HC: Good morning Andy.
AG: And good morning also to Philip Norwell who’s on the phone. Good morning Philip.
PN: Good morning.
AG: Now does Peterborough need an overhaul of its transport system? Because it doesn’t seem, knowing cities, several other cities around the area that have been beein (INAUDIBLE) that, they seem to be much more congested. Is that a fair comment Philip?
PN: Yes, but I think you need to bear in mind that with the growth that is expected in Peterborough, the situation from a traffic point of view is going to continually get worse. It’s quite right that the City Council have an ongoing programme where they’re able to react to that increase in traffic.
AG: Ok. Hugh, Mark Speed mentioned permanent park and ride schemes, priority bus lanes, water taxis, maybe even water buses. And they all sound great on paper, but putting them into practice and making them workable a lot tougher.
HC: Yes they can be tough. But we need to make some tough decisions don’t we? You imagine another five thousand, ten thousand new homes. And that could be fifteen thousand new cars on the road. So we’ve got to do something now.
AG: And you’re not too critical about the proposals that have been put forward in the leaflet that erybody’s going to get to look at.
HC: I’ve not actually had a chance to see the leaflet ..
AG: It’s here. It’s in my hand. You can have a look at it.
HC: .. but I have been involved in some of the sessions where they’ve been introducing the scheme. Over the five year period, you know, OK, we’ve got to sort of tackle the immediate issue. But also the plan is looking at the (twenty) sixteen up to sort of twenty twenty six I believe. For that we need a bit more vision.
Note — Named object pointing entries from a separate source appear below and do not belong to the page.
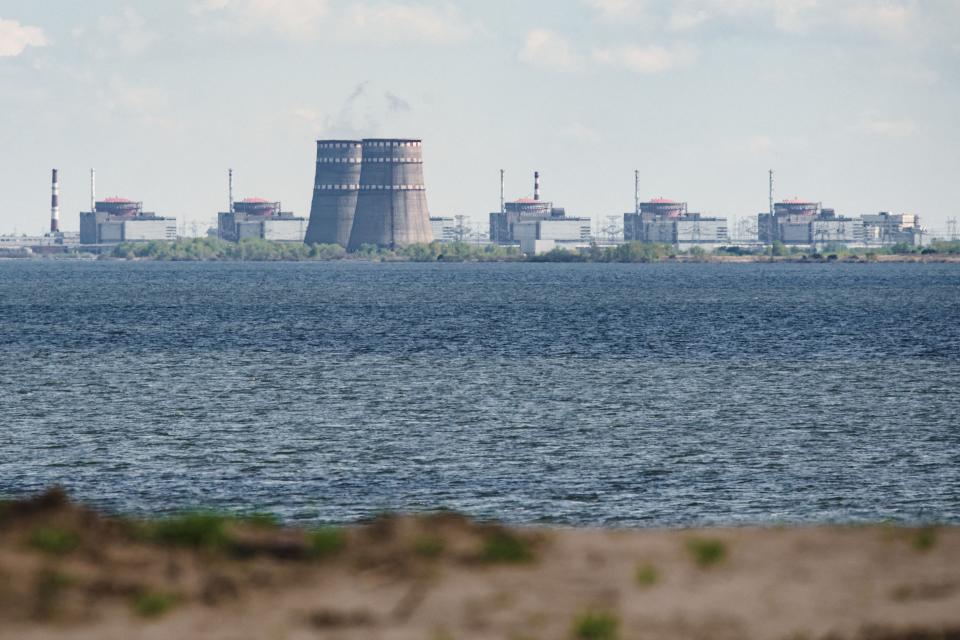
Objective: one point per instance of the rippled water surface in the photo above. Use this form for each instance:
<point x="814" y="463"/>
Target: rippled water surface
<point x="577" y="394"/>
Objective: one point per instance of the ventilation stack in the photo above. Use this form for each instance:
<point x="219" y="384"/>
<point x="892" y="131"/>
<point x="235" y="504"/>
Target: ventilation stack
<point x="392" y="205"/>
<point x="55" y="204"/>
<point x="335" y="191"/>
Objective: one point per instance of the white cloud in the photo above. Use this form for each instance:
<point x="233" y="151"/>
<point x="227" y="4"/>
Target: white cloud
<point x="647" y="60"/>
<point x="549" y="50"/>
<point x="897" y="128"/>
<point x="16" y="37"/>
<point x="617" y="9"/>
<point x="294" y="18"/>
<point x="203" y="6"/>
<point x="141" y="103"/>
<point x="393" y="22"/>
<point x="892" y="18"/>
<point x="363" y="113"/>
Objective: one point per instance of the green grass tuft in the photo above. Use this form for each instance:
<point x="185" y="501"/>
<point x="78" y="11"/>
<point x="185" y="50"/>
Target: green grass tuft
<point x="925" y="539"/>
<point x="153" y="604"/>
<point x="647" y="575"/>
<point x="707" y="552"/>
<point x="504" y="547"/>
<point x="198" y="530"/>
<point x="261" y="520"/>
<point x="327" y="542"/>
<point x="54" y="541"/>
<point x="596" y="626"/>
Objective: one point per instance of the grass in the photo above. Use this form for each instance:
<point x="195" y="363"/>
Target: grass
<point x="924" y="539"/>
<point x="595" y="625"/>
<point x="707" y="552"/>
<point x="647" y="575"/>
<point x="327" y="542"/>
<point x="196" y="530"/>
<point x="261" y="520"/>
<point x="428" y="546"/>
<point x="152" y="604"/>
<point x="54" y="541"/>
<point x="504" y="547"/>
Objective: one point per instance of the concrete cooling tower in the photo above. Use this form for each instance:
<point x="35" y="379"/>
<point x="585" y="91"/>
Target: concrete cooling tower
<point x="335" y="191"/>
<point x="392" y="205"/>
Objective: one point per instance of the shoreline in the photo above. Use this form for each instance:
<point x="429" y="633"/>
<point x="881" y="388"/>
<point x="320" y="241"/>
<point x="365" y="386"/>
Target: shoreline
<point x="706" y="259"/>
<point x="73" y="573"/>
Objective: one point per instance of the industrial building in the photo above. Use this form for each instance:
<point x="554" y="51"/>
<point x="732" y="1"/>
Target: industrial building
<point x="260" y="218"/>
<point x="369" y="192"/>
<point x="116" y="220"/>
<point x="335" y="191"/>
<point x="668" y="221"/>
<point x="885" y="228"/>
<point x="536" y="225"/>
<point x="803" y="223"/>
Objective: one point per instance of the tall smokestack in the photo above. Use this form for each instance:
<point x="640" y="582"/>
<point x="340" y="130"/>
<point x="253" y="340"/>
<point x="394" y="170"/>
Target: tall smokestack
<point x="501" y="190"/>
<point x="636" y="191"/>
<point x="55" y="204"/>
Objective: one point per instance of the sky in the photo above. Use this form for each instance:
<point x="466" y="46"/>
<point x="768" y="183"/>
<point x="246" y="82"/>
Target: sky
<point x="853" y="103"/>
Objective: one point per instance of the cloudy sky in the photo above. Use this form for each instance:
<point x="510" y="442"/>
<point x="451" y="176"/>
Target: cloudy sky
<point x="855" y="103"/>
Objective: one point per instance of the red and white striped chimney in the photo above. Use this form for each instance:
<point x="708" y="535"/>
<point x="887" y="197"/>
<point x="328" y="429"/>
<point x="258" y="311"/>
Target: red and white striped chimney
<point x="55" y="205"/>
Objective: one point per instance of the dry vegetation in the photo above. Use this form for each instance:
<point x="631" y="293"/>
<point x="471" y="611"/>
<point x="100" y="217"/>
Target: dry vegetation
<point x="67" y="572"/>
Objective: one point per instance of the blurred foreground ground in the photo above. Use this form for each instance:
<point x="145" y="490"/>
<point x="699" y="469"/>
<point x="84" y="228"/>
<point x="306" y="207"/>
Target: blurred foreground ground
<point x="66" y="572"/>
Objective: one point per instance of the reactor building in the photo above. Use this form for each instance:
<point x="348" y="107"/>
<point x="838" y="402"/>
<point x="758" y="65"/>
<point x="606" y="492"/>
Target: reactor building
<point x="537" y="225"/>
<point x="804" y="223"/>
<point x="116" y="220"/>
<point x="369" y="192"/>
<point x="335" y="191"/>
<point x="260" y="218"/>
<point x="670" y="222"/>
AG: But you can argue that they are having some vision. They’re doing this much more holistic sort of attitude that they’re giving the people of Peterborough the chance to sort of like thumb through the leaflets and feel as though they have a real active role in designing the transport structure of the future.
HC: Absolutely brilliant that they’re actually consulting the general public. But I mean if you ask somebody on the Titanic as it’s sinking, what do you want to be doing in fifteen years time, the instant reply will be I think be alive. But actually if you get a chance to think about it you’ll be sitting back thinking, no, no, I’ll be in a nice house, with a wonderful wife and kids, and all the rest of it. So it’s actually having the vision of where we want to be, not sort of just tackling the short term issue that’s important.
AG: Questionnaires on the Titanic! Can I have five minutes of your time please. (LAUGHS) Now Philip, looking at Stagecoach, would you be in favour of these ideas, like water taxis, and a permanent park and ride scheme, even if it takes business away from you?
PN: I think we’ve got to look at it from a Peterborough point of view. If you bear in mind that over the last six years since we introduced our city network with newer vehicles we’ve seen upwards of nearly fifty per cent increase in passengers. We’re currently carrying around ten million passenger trips per year. That means that if you provide a service that people want, then they will use it. Now going forward, the sort of things that are talked about in the Plan are bus lanes, park and ride. All of these things will help us as an operator to run an effective service in a cost effective way.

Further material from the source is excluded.